Paper Structure (10 sections, 12 equations, 3 figures)

This paper contains 10 sections, 12 equations, 3 figures.

Figures (3)

  • Figure 1: Cultural map of countries/territories in the IVS benchmark space (Survival vs. Self-Expression; Traditional vs. Secular values). We overlay points derived from open-weight model responses (Llama 3.3 70B, Llama 4 16x17B, Gemma 3 27B, GPT-OSS 20B, GPT-OSS 120B) to the same IVS items, following the projection procedure of Tao et al. pgae346. Colored area around each point is used as visual purposes of highlighting clustering of each category.
  • Figure 2: Country-level cultural distance for open-source LLMs under three prompting regimes: (i) without culture conditioning, (ii) with manual culture prompt engineering, and (iii) culture prompt programming with DSPy.
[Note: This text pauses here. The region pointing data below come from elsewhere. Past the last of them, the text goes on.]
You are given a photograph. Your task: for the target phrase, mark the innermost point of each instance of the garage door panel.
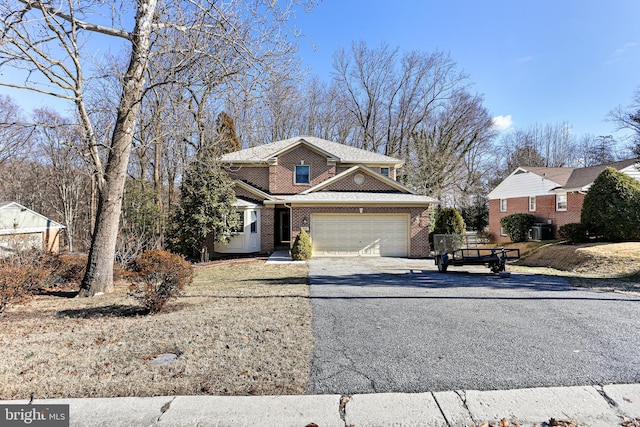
(360, 235)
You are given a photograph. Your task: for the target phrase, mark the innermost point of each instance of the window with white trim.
(561, 202)
(302, 175)
(239, 227)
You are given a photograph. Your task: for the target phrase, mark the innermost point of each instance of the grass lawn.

Cultural distance is computed as Euclidean distance in the IVS cultural map space, consistent with Tao et al. pgae346. Cultural distance is measured, for each country/territory $c$, as the Euclidean distance between the model's projected coordinate in the IVS cultural-map space (Figure \ref{['fig:cultural_map_opensource']}) and the human reference coordinate $\boldsymbol{\nu}^{\text{IVS}}_{c}$. We report distances under three regimes: a generic (non-national, without culture prompt engineering) model point compared to all countries, country-conditioned prompting using a fixed manual prefix, and country-conditioned prompting using a DSPy-compiled prompt program. Smaller distances indicate closer alignment to the country/territory benchmark, and changes across regimes reflect how cultural conditioning and prompt programming shift the model toward $\boldsymbol{\nu}^{\text{IVS}}_{c}$.
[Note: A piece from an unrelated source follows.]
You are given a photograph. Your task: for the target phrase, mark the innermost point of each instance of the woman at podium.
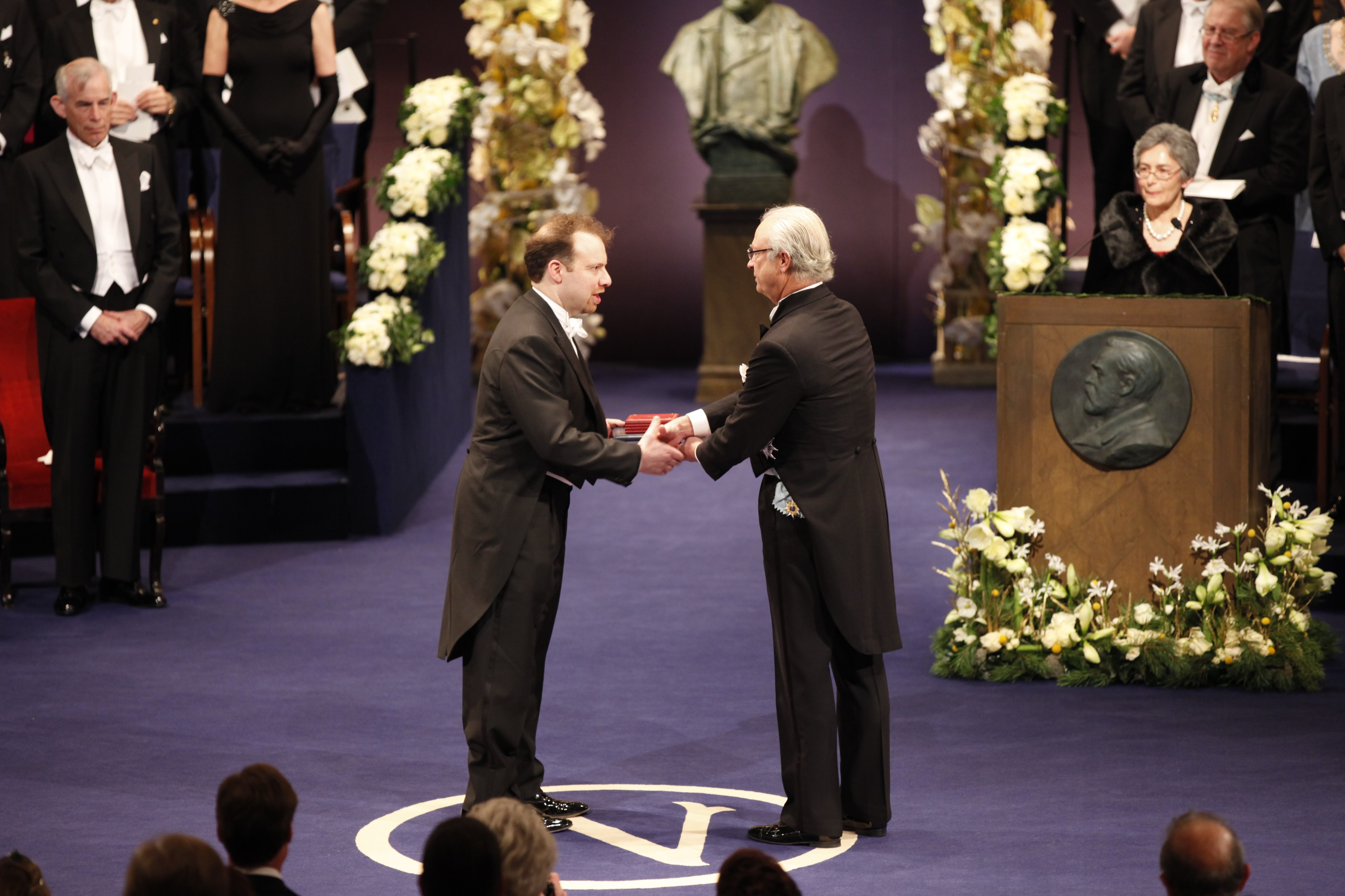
(1157, 242)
  • Figure 3: Per-country movement in the Inglehart--Welzel IVS benchmark space (PC1$'$/PC2$'$; Survival vs. Self-Expression and Traditional vs. Secular). Each mini-panel corresponds to one country/territory $c$ (grouped by cultural zone; background tint) and compares the generic, non-national gpt-oss:120b projection $\boldsymbol{\mu}_{m,\varnothing}$ (Generic) to the aligned projection $\boldsymbol{\mu}^{\mathrm{DSPy}}_{m,c}$ (Aligned), obtained via Culture Prompt Programming with DSPy (MIPROv2; proposer gpt-oss:120b), relative to the human reference point $\boldsymbol{\nu}^{\mathrm{IVS}}_{c}$ (Human). The arrow indicates the shift from $\boldsymbol{\mu}_{m,\varnothing}$ to $\boldsymbol{\mu}^{\mathrm{DSPy}}_{m,c}$, and the dashed segment indicates the remaining discrepancy $\lVert \boldsymbol{\mu}^{\mathrm{DSPy}}_{m,c}-\boldsymbol{\nu}^{\mathrm{IVS}}_{c}\rVert_2$. Each panel reports $\Delta(c)=\lVert \boldsymbol{\mu}_{m,\varnothing}-\boldsymbol{\nu}^{\mathrm{IVS}}_{c}\rVert_2-\lVert \boldsymbol{\mu}^{\mathrm{DSPy}}_{m,c}-\boldsymbol{\nu}^{\mathrm{IVS}}_{c}\rVert_2$, where $\Delta(c)>0$ indicates that DSPy alignment moves the model closer to the human benchmark for $c$.